Job Summary:
Deloitte is a leading professional services firm, and they are seeking a Lead Cloud Integrated Infra Engineer on their Silicon2Service team. The role involves designing and deploying integrated architectures for GPU-accelerated AI factories and high-performance computing infrastructure, collaborating closely with AI specialists and ecosystem partners to deliver effective solutions for clients.
Responsibilities:
• Leading architecture for pursuits and active opportunities, including discovery, requirements, constraints, and target-state design
• Creatively defining reference architectures for on-premises, cloud, and hybrid GPU platforms across compute, network, storage, security, software and operations
• Driving architecture trade-offs and decisions across performance, scalability, reliability, locality, total cost of ownership, time-to-value, and risk
• Owning the technical solution strategy in proposals and RFPs, including architecture narrative, assumptions, dependencies, sizing guidance, and delivery approach
• Facilitating client workshops and technical reviews and translating engineering detail into executive-ready communications
• Architecting complex, innovative technology solutions with a focus on business outcomes, cost of quality, and long-term scalability and sustainability.
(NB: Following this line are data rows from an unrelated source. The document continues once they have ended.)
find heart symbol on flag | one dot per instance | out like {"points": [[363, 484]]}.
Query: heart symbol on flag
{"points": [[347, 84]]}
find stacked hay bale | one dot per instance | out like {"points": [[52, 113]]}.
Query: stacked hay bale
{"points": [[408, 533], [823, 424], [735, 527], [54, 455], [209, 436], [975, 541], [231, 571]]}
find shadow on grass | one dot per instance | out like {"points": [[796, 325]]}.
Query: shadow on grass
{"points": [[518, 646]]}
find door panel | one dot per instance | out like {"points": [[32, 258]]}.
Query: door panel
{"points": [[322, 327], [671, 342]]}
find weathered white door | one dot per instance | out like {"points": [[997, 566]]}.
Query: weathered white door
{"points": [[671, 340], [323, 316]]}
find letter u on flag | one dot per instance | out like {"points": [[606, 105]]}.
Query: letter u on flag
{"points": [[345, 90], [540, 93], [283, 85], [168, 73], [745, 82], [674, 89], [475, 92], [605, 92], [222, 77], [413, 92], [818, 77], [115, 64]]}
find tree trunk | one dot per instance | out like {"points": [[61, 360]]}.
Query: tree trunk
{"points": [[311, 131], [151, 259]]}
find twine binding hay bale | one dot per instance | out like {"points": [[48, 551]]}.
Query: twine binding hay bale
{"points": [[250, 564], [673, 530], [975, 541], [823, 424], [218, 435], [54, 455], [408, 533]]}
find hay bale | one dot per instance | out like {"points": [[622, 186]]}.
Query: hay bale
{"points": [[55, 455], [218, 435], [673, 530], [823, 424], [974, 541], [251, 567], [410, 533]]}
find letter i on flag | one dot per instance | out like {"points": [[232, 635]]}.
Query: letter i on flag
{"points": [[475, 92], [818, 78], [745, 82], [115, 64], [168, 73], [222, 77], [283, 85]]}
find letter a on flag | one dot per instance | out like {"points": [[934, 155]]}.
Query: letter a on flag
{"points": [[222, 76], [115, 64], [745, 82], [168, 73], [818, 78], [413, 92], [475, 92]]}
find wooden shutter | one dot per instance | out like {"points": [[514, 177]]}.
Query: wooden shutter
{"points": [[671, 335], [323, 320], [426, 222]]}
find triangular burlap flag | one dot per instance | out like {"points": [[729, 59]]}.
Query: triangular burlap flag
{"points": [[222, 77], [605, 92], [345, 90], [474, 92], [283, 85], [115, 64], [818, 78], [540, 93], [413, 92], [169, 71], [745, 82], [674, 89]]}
• Engaging with C-Suite client leadership during sales and delivery, including leading technical pre-sales discussions, shaping proposals, and supporting the closing of new business opportunities
• Supporting go-to-market strategies, including participation in industry events, conferences, and client briefings
Qualifications:
Required:
• 10+ years of experience in infrastructure architecture or engineering for large-scale platforms including design, implementation, operations, and optimization.
• 4+ years designing or delivering GPU-accelerated platforms for AI, ML, or high-performance computing
• 3+ years Linux system administration in production environments
• 3+ years designing or operating distributed compute clusters for AI/HPC in hybrid cloud setups, including multi-GPU topologies, partitioning, scheduler integration, and scalability for edge-to-cloud workloads.
• 2+ years with high-performance networking or storage for AI/HPC
• 2+ years building containerized platforms using Kubernetes or Red Hat OpenShift, including GPU operators/drivers, CUDA container runtime, and cluster lifecycle automation
• 2+ years automating infrastructure as code(IaC) with tools like Terraform and Ansible
• At least 2 end-to-end deployments of reference architectures in the cloud or on-prem, including variants with security controls, network segmentation, operational runbooks, and validation testing
• Experience in pre-sales or sales engineering, including discovery, solution demonstrations, and proposal/RFP contributions
• Ability to travel 50%, on average, based on the work you do and the clients and industries/sectors you serve.
• Limited immigration sponsorship may be available.
Preferred:
• 2+ years implementing AI/HPC cluster scheduling (Slurm and Kubernetes), including multi-tenant queues, quotas, and GPU-aware policies
• 2+ years supporting generative AI infrastructure patterns, including multi-node distributed training
• Experience with AI agents and frameworks
• Experience with high-throughput storage for AI/HPC
• Experience executing NVIDIA co-sell motions with OEMS (Dell, HPC, Lenovo), CSPs ( AWS, Azure, Google Cloud), or independent software vendors ( Run:ai, OpenShift, Weights & Biases)
Company:
Deloitte is a business consulting company that offers audit, consulting, financial advisory, and tax services. Founded in 1845, the company is headquartered in London, GBR, with a team of 10001+ employees. The company is currently Late Stage.